Elecciones o no, la discusión pública en Colombia siempre se ha desenvuelto en altas temperaturas. Lo que sí es más reciente son las voces que piden cancelar otras. Es una indignación que no soporta las ideas ajenas y por eso pide que la contraparte cese de existir. 

Ahora la llaman cultura de la cancelación. Una forma de ostracismo moderno que implica el rechazo o boicot a una persona, como sanción social por cuenta de una ofensa que la comunidad no puede soportar. La cancelación es una especie de muerte en vida. Se pretende borrar a la persona de la colectividad y generar vergüenza a quienes se asocien con ella. 

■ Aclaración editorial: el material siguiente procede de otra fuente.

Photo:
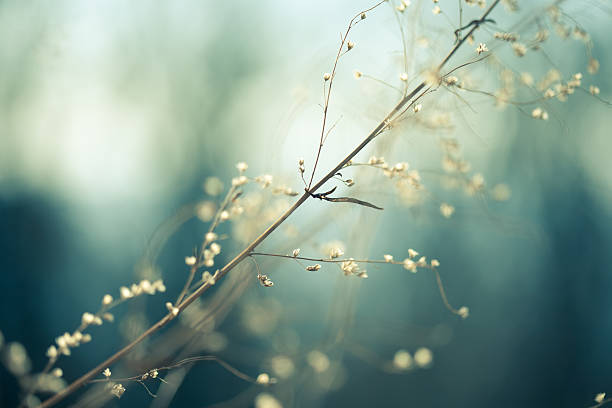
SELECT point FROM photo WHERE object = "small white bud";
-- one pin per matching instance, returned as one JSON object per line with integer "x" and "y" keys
{"x": 242, "y": 166}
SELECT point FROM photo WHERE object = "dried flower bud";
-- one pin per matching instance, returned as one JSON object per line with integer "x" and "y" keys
{"x": 242, "y": 166}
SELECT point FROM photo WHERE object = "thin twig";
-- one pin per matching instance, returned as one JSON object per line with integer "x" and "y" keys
{"x": 75, "y": 385}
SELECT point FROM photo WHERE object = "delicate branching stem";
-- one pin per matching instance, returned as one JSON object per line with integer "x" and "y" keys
{"x": 358, "y": 17}
{"x": 191, "y": 360}
{"x": 213, "y": 226}
{"x": 328, "y": 260}
{"x": 368, "y": 261}
{"x": 85, "y": 378}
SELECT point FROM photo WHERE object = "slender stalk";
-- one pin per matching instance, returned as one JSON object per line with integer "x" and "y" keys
{"x": 85, "y": 378}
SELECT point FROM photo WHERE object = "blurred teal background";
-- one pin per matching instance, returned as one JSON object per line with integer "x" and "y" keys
{"x": 113, "y": 113}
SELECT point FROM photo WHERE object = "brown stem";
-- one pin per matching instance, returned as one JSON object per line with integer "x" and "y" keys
{"x": 75, "y": 385}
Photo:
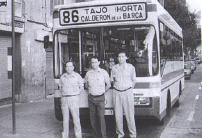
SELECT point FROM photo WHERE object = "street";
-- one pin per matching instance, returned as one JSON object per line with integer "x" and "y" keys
{"x": 37, "y": 120}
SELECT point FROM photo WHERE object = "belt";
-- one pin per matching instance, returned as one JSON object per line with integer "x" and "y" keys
{"x": 122, "y": 90}
{"x": 70, "y": 95}
{"x": 95, "y": 96}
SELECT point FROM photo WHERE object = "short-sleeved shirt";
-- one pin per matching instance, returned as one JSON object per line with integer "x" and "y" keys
{"x": 71, "y": 84}
{"x": 96, "y": 80}
{"x": 123, "y": 76}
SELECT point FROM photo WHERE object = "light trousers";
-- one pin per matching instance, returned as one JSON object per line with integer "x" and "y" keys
{"x": 124, "y": 103}
{"x": 70, "y": 105}
{"x": 97, "y": 118}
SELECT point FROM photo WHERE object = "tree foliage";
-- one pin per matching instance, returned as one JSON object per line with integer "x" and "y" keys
{"x": 187, "y": 20}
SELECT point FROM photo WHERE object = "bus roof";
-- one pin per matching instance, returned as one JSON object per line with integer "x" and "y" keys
{"x": 168, "y": 20}
{"x": 162, "y": 14}
{"x": 100, "y": 2}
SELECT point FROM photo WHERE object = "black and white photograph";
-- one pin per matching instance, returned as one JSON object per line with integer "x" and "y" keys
{"x": 100, "y": 69}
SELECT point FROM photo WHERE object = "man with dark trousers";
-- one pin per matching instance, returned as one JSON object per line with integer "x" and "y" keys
{"x": 123, "y": 77}
{"x": 97, "y": 82}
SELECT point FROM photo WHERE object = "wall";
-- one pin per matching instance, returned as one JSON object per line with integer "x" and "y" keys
{"x": 33, "y": 64}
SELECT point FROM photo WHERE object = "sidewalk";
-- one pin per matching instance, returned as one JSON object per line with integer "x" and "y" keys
{"x": 33, "y": 120}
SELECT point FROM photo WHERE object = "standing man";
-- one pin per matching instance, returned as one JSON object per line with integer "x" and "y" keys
{"x": 71, "y": 84}
{"x": 97, "y": 82}
{"x": 123, "y": 77}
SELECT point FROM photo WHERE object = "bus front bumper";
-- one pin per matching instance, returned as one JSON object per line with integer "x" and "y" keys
{"x": 149, "y": 111}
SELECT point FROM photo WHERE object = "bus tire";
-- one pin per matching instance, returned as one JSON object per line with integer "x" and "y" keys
{"x": 168, "y": 107}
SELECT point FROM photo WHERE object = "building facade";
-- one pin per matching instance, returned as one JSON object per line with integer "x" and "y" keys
{"x": 33, "y": 63}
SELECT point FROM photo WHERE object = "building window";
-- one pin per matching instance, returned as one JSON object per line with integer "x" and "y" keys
{"x": 18, "y": 8}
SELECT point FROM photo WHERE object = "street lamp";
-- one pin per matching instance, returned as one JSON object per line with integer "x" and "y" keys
{"x": 13, "y": 73}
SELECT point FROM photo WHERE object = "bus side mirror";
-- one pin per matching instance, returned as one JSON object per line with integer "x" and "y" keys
{"x": 46, "y": 41}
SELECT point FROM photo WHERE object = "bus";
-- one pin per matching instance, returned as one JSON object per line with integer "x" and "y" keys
{"x": 153, "y": 41}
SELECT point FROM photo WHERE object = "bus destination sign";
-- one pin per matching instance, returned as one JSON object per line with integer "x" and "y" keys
{"x": 103, "y": 14}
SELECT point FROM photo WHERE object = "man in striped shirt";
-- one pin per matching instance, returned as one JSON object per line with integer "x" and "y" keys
{"x": 71, "y": 84}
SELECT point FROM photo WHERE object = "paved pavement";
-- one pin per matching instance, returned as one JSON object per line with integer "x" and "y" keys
{"x": 187, "y": 122}
{"x": 33, "y": 120}
{"x": 37, "y": 120}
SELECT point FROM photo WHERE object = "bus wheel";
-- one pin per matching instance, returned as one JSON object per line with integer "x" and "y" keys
{"x": 168, "y": 108}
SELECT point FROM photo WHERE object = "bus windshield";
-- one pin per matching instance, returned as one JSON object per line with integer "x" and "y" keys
{"x": 79, "y": 45}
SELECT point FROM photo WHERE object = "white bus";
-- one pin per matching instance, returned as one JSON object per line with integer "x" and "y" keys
{"x": 151, "y": 37}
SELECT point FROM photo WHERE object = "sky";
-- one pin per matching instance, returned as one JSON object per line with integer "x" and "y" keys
{"x": 194, "y": 5}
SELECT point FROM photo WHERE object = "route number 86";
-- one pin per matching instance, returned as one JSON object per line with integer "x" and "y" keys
{"x": 70, "y": 16}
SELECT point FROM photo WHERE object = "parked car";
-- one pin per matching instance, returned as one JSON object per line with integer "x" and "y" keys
{"x": 187, "y": 70}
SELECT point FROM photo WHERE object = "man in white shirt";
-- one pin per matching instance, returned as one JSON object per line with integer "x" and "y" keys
{"x": 123, "y": 77}
{"x": 71, "y": 84}
{"x": 97, "y": 82}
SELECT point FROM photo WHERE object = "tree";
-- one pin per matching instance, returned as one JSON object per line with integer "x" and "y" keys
{"x": 187, "y": 20}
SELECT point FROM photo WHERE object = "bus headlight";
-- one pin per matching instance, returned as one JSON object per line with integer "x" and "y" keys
{"x": 145, "y": 101}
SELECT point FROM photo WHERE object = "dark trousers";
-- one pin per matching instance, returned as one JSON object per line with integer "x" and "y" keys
{"x": 97, "y": 119}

Claro, hay ciertas ofensas que tal vez puedan excepcionalmente justificar este castigo. En especial cuando nuestros sistemas de justicia no reprenden esas faltas y la inacción se convierte en una invitación para que algunos ofendidos o víctimas opten por aquellas formas de linchamiento. 

¿Entonces cuáles trasgresiones justifican esta forma de justicia por propia mano? En el caso de los discursos de odio, es cierto que son un poderoso motor para la violencia material. ¿Pero acaso no es verdad también que la única forma de desterrar realmente una idea que consideramos equivocada, incluso si es peligrosa, es debatiéndola hasta el cansancio? ¿Acaso prohibir y silenciar un pensamiento es realmente la forma de acabarlo? ¿No hemos aprendido nada sobre cómo se han reciclado y renombrado las xenofobias, racismos y otras formas de odio en la historia del mundo? 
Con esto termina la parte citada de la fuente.